Quando o que deveria funcionar não funciona: linfadenectomia de rotina não melhora sobrevida geral no câncer de ovário avançado

MBE em Foco - Volume 6 Issue 2

Referência: N Engl J Med 2019 Feb 28;380(9):822 (level 2 [mid-level] evidence)

Muito do que é ensinado na faculdade de medicina provém de princípios fisiopatológicos sobre o que deveria funcionar, com base nos fatos já conhecidos. A medicina moderna, no entanto, nos permitiu ligar alguns desses pontos a ensaios que testem essas hipóteses. Quando a evidência não se alinha ao que esperamos encontrar com base na fisiopatologia, às vezes é mais fácil encontrar falhas nos dados do que reformular o nosso pensamento. Baseada no trabalho de John Meigs, a abordagem fisiopatologica do tratamento dos tumores epiteliais de ovário inclui a cirurgia redutora, com a resecção de todo o tumor macroscopicamente visível. O câncer de ovário pode se disseminar por via linfática, com até 50% dos pacientes tendo metástases, independentemente da presença ou não de linfonodos macroscopicamente acometidos à avaliação intraoperatória. Assim, uma abordagem de tratamento baseada na patologia levaria à lógica de se realizar a linfadenectomia padrão em todos os tumores, independentemente da presença ou não de linfonodos acometidos, uma vez que já se constatou que a máxima redução melhora a sobrevida geral e a sobrevida livre de progressão da doença.

Um recente ensaio randomizado multicêntrico, aberto, com sigilo da alocação, comparou a realização de linfadenectomia à sua não realização entre mulheres com cânceres epiteliais de ovário dos estádios IIb a IV. Mais de 600 mulheres foram incluídas, com uma idade média de 60 anos mais, e 75% com doença de estádio IIIB ou mais alto. Todas as mulheres foram submetidas a cirurgias redutoras, e as mulheres com linfonodos clinicamente acometidos ou doença macroscopicamente residual foram excluídas do ensaio. À análise por intenção de tratar, não houve diferença na sobrevida global (69,2 meses no grupo sem linfadenectomia versus 65,5 meses no grupo submetido a linfadenectomia) ou na sobrevida livre de doença.
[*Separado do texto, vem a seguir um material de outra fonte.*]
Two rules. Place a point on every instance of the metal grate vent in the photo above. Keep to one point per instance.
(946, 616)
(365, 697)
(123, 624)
As pacientes submetidas a linfadenectomia tiveram tempos de cirurgia maiores em uma hora, e maiores taxas de repetição da laparotomia, necessidade de transfusão, internação em unidade de terapia intensiva e mortalidade dentro de 60 dias após a cirurgia. Não houve diferença nas medidas de qualidade de vida entre os grupos.

Para os médicos treinados sob o modelo flexneriano de educação médica, orientado pelas práticas baseadas na ciência patológica, os achados deste ensaio fazem pouco sentido. A minimização da doença residual melhora a sobrevida. Após o trabalho de Meigs e os ensaios iniciais do Gynecology Oncology Group, constatou-se que os linfonodos abrigam uma quantidade significativa da doença. A sua remoção deveria, pela teoria biológica, melhorar os desfechos. No entanto, agora dois ensaios prospectivos não evidenciaram melhora na sobrevida global com a linfadenectomia de rotina comparada à ausência de linfadenectomia (Panici et al 2005).

Esses achados são outro lembrete de que a educação médica precisa evoluir, muito ao longo das linhas traçadas por Shaughnessy e Slawson. Os modelos baseados na patologia fornecem o contexto, mas é o ensino baseado nas probabilidades sobre o que já se demonstrou ser efetivo que se traduz em melhores desfechos para o paciente. Além disso, esse ensaio destaca a importância de se focar nos desfechos orientados para o paciente, tais como a sobrevida global, em comparação à sobrevida livre de doença, um desfecho cheio de vies e erros de aferição. A prática da medicina exige que os médicos aprendam a se adaptar com base na melhor evidência disponível que demonstre melhoras em desfechos orientados para os pacientes.